No – we know that this vegan chocolate cake recipe isn’t strictly Spanish… but it’s too good not to include! Right – over to our guest chef, Andrew…
This is an oil-based cake recipe, it’s vegan so has no dairy in it at all. This doesn’t stop it being one of the easiest and most moist chocolate cake recipes I know of, and it can all be made and baked in one dish if you want.

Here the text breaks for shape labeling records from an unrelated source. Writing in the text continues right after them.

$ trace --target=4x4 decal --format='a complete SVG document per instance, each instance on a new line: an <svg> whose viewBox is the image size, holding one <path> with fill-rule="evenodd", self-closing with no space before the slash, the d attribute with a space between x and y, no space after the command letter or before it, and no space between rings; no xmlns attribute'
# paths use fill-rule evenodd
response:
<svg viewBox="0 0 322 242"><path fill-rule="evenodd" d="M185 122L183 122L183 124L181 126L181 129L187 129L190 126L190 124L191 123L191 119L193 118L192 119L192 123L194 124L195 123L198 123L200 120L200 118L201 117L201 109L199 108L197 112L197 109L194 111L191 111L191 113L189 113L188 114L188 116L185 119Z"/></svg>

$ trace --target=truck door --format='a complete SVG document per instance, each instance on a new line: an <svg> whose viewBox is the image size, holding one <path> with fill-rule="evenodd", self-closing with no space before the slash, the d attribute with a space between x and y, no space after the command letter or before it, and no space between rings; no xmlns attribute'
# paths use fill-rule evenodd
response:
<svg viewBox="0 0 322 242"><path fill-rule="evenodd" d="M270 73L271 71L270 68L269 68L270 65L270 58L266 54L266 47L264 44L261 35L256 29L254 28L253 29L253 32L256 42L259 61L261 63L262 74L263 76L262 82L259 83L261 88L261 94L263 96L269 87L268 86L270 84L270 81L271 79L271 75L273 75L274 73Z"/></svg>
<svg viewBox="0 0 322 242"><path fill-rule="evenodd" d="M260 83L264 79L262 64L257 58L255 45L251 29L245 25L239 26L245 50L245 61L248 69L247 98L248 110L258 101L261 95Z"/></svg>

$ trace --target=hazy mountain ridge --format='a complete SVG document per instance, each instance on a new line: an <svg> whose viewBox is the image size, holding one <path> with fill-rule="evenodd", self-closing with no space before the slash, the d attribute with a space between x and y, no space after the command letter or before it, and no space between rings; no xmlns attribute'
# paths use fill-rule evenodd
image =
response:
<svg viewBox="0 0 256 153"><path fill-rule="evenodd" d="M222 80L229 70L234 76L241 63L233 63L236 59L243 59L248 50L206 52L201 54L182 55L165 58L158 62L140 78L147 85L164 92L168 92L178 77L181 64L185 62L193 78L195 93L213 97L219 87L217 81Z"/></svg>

Don’t be concerned about the cup measurements in this recipe. When I make it I literally just use any cup and keep the ingredients in the same proportion to each other. There are conversion charts online if this method doesn’t suit you, I have found this recipe difficult/impossible to mess up.
- 2 cups white sugar
- 3 cups all-purpose flour
- 2 teaspoons baking soda
- 1/2 teaspoon salt
- 1/2 cup unsweetened cocoa powder
- 2 cups water
- 1 cup vegetable oil
- 2 tablespoons distilled white vinegar
- 1 teaspoon vanilla extract
- Mix all the dry ingredients together. Add all the wet ingredients and beat by hand, until a smooth batter is formed.
- Pour into a standard round sponge tin (usually 9 inches in old money) and bake at 175 degrees C for 40 minutes, or until a knife inserted into the centre of the cake comes out clean.

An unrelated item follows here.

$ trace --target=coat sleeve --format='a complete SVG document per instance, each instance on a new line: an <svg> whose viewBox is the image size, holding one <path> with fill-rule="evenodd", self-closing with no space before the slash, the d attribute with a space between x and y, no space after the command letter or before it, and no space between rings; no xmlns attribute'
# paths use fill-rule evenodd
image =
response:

- Wait for the cake to cool down for at least 10-15mins after removing from the oven, this gives time for the cake to set and usually ensures it comes out of the tin cleanly.

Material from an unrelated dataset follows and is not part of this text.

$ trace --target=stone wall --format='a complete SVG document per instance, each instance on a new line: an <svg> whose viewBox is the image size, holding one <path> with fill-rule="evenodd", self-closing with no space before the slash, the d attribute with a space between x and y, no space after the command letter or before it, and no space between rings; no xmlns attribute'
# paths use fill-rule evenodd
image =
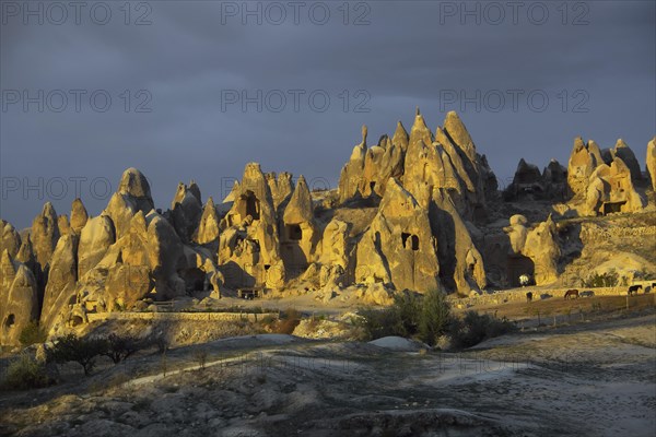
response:
<svg viewBox="0 0 656 437"><path fill-rule="evenodd" d="M280 315L278 312L92 312L87 317L90 322L105 320L258 321L266 317L278 319Z"/></svg>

- This cake gets more moist if you leave it overnight (I know, silly idea) in a sealed plastic container, it becomes more like a brownie/sticky consistency.
- I usually make one cake and slice it in half to make a filled and, sometimes iced sandwich cake.This can be seen in the photograph above (with blueberry jam)
- Favourite filling is lots of blueberry or strawberry jam. I have also replaced the vanilla essence with orange flavouring – also a winning combination!